Grand Forks city grants cause tension
In the past decade, two programs created by the city of Grand Forks have been making recommendations on how to spend millions of dollars in art and special events money.
City meeting minutes going back at least 10 years show suggestions from the Art Re-Grant and Special Events programs were rarely a source of controversy.
The same can't be said for this year.
Pushback from local organizations and concerns about the committees' procedures threw the programs into the spotlight and under the microscope of City Council.
"We had to tighten things up a bit," said Council President Hal Gershman.
The tightening has earned the council some rancor from residents unhappy with its choices. The pushback has council members reminding residents that not every city has these programs.
"We're very fortunate to have government that supports arts and special events at the level we do," Gershman said.
Since 2001 the Arts Re-Grant Program and Special Events programs have awarded $1.3 million and $1.4 million respectively to local organizations for events and programs.
Money for both programs comes from sales tax and each has a committee that evaluates applications and requests.
Greg Hoover, director of the city's urban development department, said both committees are part of a national trend started in the mid-1970s to encourage residents to become more involved in local government.
In theory, using these committees in Grand Forks allows residents to participate in government and take pressure off the council by making recommendations it can adjust.

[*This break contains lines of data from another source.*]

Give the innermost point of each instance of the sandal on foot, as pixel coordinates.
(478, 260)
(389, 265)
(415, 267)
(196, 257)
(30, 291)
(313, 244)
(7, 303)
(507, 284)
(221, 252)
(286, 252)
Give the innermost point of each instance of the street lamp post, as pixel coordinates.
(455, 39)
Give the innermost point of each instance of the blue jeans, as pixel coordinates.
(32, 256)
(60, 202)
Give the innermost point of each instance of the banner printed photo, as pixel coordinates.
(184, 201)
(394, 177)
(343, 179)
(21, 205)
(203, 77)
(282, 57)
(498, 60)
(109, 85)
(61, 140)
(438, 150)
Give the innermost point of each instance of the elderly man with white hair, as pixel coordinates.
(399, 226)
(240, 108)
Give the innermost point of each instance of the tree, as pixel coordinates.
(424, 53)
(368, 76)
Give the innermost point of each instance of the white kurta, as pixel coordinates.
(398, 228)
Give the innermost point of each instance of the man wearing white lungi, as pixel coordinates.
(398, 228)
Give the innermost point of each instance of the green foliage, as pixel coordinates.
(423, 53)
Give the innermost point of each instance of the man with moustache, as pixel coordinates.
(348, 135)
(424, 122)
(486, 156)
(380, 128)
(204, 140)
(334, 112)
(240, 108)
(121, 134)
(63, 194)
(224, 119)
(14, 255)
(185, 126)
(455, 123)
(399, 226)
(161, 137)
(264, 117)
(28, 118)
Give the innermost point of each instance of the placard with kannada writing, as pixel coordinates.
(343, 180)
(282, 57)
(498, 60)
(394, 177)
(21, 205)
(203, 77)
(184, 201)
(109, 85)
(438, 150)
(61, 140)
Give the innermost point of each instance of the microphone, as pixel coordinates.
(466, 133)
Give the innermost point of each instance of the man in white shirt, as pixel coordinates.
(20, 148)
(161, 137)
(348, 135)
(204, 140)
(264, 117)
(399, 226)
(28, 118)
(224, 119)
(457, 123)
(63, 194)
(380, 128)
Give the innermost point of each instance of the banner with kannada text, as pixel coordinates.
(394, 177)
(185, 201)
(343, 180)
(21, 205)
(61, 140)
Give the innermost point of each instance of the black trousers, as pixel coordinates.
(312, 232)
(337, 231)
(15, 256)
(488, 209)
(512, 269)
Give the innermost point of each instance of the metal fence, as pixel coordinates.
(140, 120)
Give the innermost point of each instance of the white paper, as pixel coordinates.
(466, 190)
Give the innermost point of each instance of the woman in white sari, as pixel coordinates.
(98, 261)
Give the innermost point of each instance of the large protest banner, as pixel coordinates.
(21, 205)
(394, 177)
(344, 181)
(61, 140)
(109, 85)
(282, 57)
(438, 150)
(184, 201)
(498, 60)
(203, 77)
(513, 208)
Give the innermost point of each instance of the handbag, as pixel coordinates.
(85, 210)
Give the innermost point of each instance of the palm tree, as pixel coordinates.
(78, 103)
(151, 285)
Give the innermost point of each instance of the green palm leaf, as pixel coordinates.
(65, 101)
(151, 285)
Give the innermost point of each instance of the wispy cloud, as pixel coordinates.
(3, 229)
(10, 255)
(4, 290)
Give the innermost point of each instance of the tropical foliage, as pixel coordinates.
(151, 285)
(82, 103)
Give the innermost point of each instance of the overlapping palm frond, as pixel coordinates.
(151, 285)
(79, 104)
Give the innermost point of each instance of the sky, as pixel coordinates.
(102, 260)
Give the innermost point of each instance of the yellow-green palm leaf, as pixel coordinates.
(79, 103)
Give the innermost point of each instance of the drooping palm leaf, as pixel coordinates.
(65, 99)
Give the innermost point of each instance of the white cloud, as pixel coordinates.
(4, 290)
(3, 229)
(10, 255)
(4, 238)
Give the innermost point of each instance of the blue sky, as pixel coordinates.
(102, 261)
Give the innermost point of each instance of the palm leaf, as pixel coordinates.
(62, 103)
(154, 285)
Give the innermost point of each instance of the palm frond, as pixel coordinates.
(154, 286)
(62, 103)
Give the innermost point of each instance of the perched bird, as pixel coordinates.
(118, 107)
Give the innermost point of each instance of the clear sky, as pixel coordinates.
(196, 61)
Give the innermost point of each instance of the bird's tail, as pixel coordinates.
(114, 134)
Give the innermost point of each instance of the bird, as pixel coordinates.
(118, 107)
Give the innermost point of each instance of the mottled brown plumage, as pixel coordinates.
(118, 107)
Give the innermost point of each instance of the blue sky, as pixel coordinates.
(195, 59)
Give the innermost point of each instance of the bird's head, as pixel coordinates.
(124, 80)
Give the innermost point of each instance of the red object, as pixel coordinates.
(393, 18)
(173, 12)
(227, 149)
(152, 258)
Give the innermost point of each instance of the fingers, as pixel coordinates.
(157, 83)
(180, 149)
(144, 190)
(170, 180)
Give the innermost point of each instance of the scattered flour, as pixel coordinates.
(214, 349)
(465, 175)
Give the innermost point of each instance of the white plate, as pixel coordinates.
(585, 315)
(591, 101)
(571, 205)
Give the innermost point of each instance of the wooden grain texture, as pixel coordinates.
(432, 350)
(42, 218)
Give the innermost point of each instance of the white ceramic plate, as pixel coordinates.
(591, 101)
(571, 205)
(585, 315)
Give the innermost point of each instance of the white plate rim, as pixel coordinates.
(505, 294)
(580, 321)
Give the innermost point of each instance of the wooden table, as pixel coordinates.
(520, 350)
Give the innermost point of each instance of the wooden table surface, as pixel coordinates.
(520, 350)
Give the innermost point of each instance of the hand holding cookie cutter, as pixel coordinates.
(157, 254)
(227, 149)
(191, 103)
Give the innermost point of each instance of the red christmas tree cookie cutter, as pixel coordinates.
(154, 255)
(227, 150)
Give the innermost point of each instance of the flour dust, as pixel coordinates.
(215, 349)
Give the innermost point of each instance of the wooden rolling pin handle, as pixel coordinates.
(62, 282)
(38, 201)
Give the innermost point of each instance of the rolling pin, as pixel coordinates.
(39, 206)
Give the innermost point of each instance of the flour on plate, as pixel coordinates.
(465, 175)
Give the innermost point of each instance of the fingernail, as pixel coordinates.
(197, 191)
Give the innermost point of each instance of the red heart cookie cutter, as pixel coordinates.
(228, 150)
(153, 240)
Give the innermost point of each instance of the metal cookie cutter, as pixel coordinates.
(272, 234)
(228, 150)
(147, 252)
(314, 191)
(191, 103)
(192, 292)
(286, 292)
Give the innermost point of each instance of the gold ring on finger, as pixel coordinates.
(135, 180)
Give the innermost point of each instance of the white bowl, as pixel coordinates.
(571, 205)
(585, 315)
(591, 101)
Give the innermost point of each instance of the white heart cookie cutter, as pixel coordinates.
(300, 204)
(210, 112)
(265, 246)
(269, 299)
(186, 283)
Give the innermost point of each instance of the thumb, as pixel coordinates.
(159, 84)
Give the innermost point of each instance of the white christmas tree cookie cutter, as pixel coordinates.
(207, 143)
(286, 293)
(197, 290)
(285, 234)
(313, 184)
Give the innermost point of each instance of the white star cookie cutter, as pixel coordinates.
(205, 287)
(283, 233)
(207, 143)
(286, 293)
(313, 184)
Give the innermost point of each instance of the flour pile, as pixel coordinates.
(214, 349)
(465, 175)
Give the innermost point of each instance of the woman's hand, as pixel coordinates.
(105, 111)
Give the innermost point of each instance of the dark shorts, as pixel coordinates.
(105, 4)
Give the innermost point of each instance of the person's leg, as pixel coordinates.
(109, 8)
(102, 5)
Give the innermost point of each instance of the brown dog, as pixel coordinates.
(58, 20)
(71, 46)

"You want public input and this is a great way to do it," said Meredith Richards, the department's community development manager.
The Art Re-Grant and Special Events committees are composed of council representatives and residents with specialties in the program's topic.
For the arts, that means people familiar with art but unaffiliated with local art organizations review funding requests. Completing a similar task on the Special Events Committee are staff from events venues, tourism organizations and other groups.
Both programs became sources of contention this year between the council and residents.
The Art Re-Grant Program allocated money to 16 organizations this year, five of which were groups without an arts-based mission -- a requirement for receiving the money.
Total, the five organizations -- a nursing home, a mental health recovery center, support programs for the disabled and a historical preservation group -- received $12,550 of the available $116,331.
Financial documents provided by the North Valley Arts Council, which administers money on the city's behalf, show over the past 12 years that 11 non-art organizations received funds.
The amount those groups received over that time frame was about $59,000 or 4.5 percent of the total funding dispersed.
Complaints from art groups that did not receive funding this year led the City Council to question how closely the committee followed guidelines.
The council voted in October to uphold the guidelines as is instead of making room for non-arts organizations managing art events or programs. That move resulted in more criticism from residents who thought the money should be available to any art program or event.
"It's very frustrating for those of us who are trying to be good stewards of the taxpayers' money," Council member Dana Sande said.
Special Events recommendations also hit a few bumps at the council level in November.
This time the controversy stemmed from the involvement of one of their own.
Council member Tyrone Grandstrand was elected chairman of the program's committee. He also was one of the organizers for an event seeking money from the program, TEDx Grand Forks.
During discussion, Grandstrand said he stepped down from the chairman position and recused himself from voting. In the end, his involvement pushed the council to not provide funding for TEDx, as the committee recommended, while passing about $109,000 in requests for 33 other events.
"It doesn't look right even if everything is on the up and up," Sande said.
Gershman said the council will likely vote on adding a requirement that prohibits council members from serving on the committee if they are involved with an event seeking money from the program.
Grandstrand welcomes the rule as long as it is recorded in the council's ethics code.
"I think that's a really good idea," he said. "I would have immediately stepped off the committee or handed the reins of TEDx to someone else if we had this somewhere."
The potential limit on council members' involvement on the committee comes on the heels of another rule added recently by the city.
An event's funding eligibility was capped at five years in an effort wean some groups that have relied on the program's money for years.
Three of those events, Celebrate the Night, Art Fest and the Sertoma Club's Fourth of July event, have received more than $140,000 over the past 12 years. Altogether, they represent about 38 percent of the program's total allocations during that time frame.
Despite the negative reactions this year, the council members interviewed for this story say many good events have come out of the programs and that's something they hope to see continue.